The Euro has remained in high demand against the Pound on Thursday afternoon, advancing by around 0.4% in the pairing.
This improvement in the EUR/GBP exchange rate follows news that the European Central Bank (ECB) could be considering tighter monetary policy.
The ECB’s latest minutes suggest that the bank is considering a change of outlook in 2018, which may include tapering quantitative easing (QE).
Euro trader confidence has increased substantially on the news, so in addition to rising against the Pound, the Euro has also advanced against the US Dollar.
(First published 11th January, 2018)
Pair of Strong German Stats Push EUR/GBP Exchange Rate Higher
The Euro has made a slight advance against the Pound today, following the release of two supportive German ecostats.
German GDP growth in 2017 has been reported higher, from 1.9% previously to 2.2% last year.
While the reading didn’t hit 2.4% as some traders forecast, it has still been the strongest growth rate seen in 6 years.
The Euro didn’t see a universal rally on the GDP news, but this was still enough to improve the EUR/GBP exchange rate.
Another piece of good news has been that the German government’s budget surplus has also grown, from 0.8% to 2.2% in 2017.
There are concerns that the German government is saving too much, but among world governments with budget deficits, this issue has been largely ignored.
Giving a positive outlook based on the previous growth readings, ING economist Carsten Brzeski said;
‘[This was] a strong performance by an economy firing on all cylinders.
The same fundamentals which have supported growth in 2016 and 2017 should still be in place in 2018’.
Limited UK Data sees GBP/EUR Exchange Rate Decline on Brexit Concerns
In a recurrent situation, the Pound has fallen against the Euro today because of worries about the Brexit process.

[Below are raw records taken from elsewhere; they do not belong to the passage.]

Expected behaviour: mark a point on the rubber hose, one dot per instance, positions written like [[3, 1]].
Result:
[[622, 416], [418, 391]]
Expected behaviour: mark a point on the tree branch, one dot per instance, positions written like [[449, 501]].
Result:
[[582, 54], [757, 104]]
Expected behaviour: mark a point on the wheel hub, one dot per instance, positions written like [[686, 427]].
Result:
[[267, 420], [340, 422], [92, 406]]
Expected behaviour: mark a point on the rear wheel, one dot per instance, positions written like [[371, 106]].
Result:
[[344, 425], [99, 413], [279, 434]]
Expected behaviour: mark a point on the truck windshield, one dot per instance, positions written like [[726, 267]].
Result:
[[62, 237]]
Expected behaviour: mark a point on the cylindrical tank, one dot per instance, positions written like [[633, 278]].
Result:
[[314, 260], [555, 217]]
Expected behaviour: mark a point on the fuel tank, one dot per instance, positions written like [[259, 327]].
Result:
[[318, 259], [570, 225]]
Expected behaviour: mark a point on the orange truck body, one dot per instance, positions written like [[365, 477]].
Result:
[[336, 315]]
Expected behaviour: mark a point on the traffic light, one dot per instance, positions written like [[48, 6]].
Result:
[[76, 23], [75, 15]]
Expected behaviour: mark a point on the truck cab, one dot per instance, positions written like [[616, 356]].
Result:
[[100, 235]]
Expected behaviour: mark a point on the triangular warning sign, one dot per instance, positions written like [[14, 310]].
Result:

Fears of a ‘Minister for No Deal’ being appointed may have passed, but a recent report commissioned by Sadiq Khan has brought Brexit fears back to the forefront.
The report by Cambridge Econometrics shows that in the worst cases, the UK could lose hundreds of thousands of jobs and almost £50bn in investment by 2030.
As Mayor of London, Mr Khan has taken warned about the dangers of a hard Brexit, where the UK leaves the EU without a transitional agreement or trade deal;
‘The analysis concludes that the harder the Brexit we end up with, the bigger the potential impact on jobs, growth and living standards.”
Euro to Pound Exchange Rate Forecast: Volatility ahead on Inflation Stats
The Euro and Pound could see significant movement in the week ahead, when Eurozone and UK inflation rate figures come out.
The Eurozone stats are out on 17th January and the expectation is for a reduction in the finalised reading for December, from 1.5% to 1.4%.
While a minor dip, such a result could still lower confidence in the Euro and trigger a EUR/GBP exchange rate decline.
If inflation is moving away from the European Central Bank’s (ECB) 2% target, this reduces the pressure to consider raising interest rates in 2018.
Traders have been long awaiting an ECB rate hike since the bank dropped rates to 0% in March 2016.
The UK’s inflation data will be out a day earlier, on 16th January.
UK inflation is currently above the Bank of England’s (BoE) 2% target, but the BoE is reluctant to raise interest rates under current conditions.
This is down to inflation exceeding the rate of wage growth, which means that real incomes are being constrained.
If interest rates were raised now, households in high levels of debt would face higher repayment costs, so the move would be more harmful than beneficial.